Au-delà de 14-18 se dégage une image intemporelle de la guerre. Glorieuse, jamais, une boucherie, toujours. On peut nous bourrer le mou à l'envi, les guerres propres, dignes et justes n'ont jamais existé que dans les discours prononcés à l'abri des balles et des obus.
Et puis il y a eu la Grande, de guerre. Pire que toutes les précédentes, moderne, totale, industrielle. Celle où on chargeait encore en ligne comme sous Napoléon… sauf que depuis on avait inventé la mitrailleuse. Celle de trop, la der des der. Qui n'a pas empêché de remettre le couvert trente ans plus tard (et de continuer à moindre échelle jusqu'à nos jours).

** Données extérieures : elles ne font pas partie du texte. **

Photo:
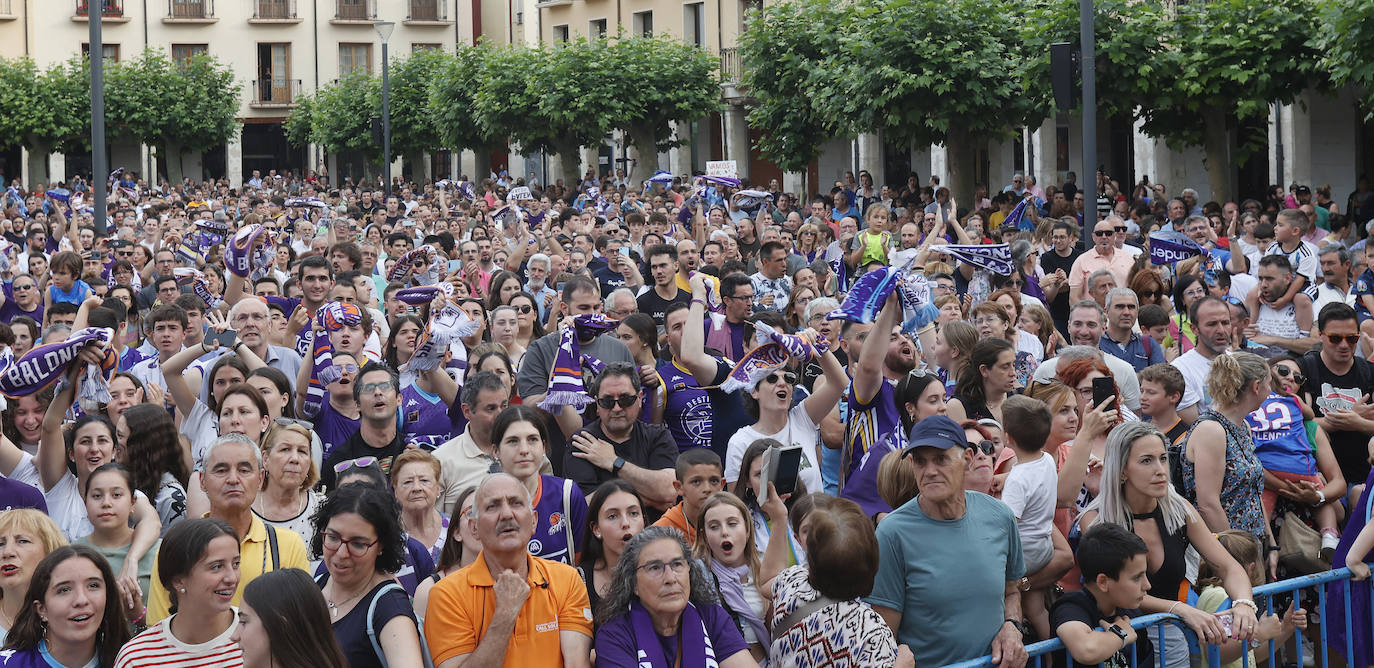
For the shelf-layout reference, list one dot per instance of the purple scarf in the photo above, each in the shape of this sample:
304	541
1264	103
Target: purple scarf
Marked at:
46	363
695	641
566	386
333	316
734	595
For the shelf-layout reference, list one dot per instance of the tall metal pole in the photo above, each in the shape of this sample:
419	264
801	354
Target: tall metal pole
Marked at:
386	120
1090	120
95	8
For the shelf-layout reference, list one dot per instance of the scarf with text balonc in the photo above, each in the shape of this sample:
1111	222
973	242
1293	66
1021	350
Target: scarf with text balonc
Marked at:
331	316
44	364
447	327
568	386
695	642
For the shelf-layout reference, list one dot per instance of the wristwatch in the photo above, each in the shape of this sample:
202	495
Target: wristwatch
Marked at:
1119	631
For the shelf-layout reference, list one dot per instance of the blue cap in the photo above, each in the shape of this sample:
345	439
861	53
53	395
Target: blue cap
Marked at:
936	432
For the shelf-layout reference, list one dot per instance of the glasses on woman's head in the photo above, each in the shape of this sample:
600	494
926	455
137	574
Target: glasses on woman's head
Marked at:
356	547
985	447
363	462
1290	373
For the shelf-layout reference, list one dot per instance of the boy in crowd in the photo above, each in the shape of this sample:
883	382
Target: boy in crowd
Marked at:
1029	492
1112	560
700	474
1161	389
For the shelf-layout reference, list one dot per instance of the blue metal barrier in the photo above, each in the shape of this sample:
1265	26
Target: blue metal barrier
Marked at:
1264	597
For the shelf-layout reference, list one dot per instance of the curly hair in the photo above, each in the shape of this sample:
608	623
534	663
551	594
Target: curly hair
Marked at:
378	509
153	448
623	583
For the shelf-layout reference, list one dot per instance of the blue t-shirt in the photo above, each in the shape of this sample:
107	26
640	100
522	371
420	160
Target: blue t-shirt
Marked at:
617	648
550	539
918	557
425	418
1281	436
1363	287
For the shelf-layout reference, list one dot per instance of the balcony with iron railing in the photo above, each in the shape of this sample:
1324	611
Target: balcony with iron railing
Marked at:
111	11
190	11
428	13
274	11
355	11
276	92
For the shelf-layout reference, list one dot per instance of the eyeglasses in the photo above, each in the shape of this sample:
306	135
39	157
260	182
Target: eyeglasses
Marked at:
363	462
656	568
356	547
1347	338
985	447
1288	373
623	400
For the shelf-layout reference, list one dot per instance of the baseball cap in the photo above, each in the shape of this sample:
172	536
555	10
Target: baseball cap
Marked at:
936	432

L'enquête que raconte Vasseur est un prétexte. Ce qui n'enlève rien à son efficacité en termes de polar, ne me faites pas dire ce que je n'ai pas dit. Mais un prétexte quand même. Pour parler de l'absurdité de la guerre, des fantaisies délirantes et irrespectueuses de ceux d'en haut, du traumatisme de ceux d'en bas. Un très bon livre sur les souvenirs et le souvenir.
C'est là que je suis censé conclure sur la tarte à la crème “pour ne pas oublier”. A l'heure actuelle, doit y avoir maximum une douzaine de pays dans le monde à ne pas être impliqués de près ou de loin dans une guerre. L'oubli est consommé depuis belle lurette. Y a rien à se rappeler, vu que la leçon n'a jamais été apprise par les gouvernements et encore moins retenue.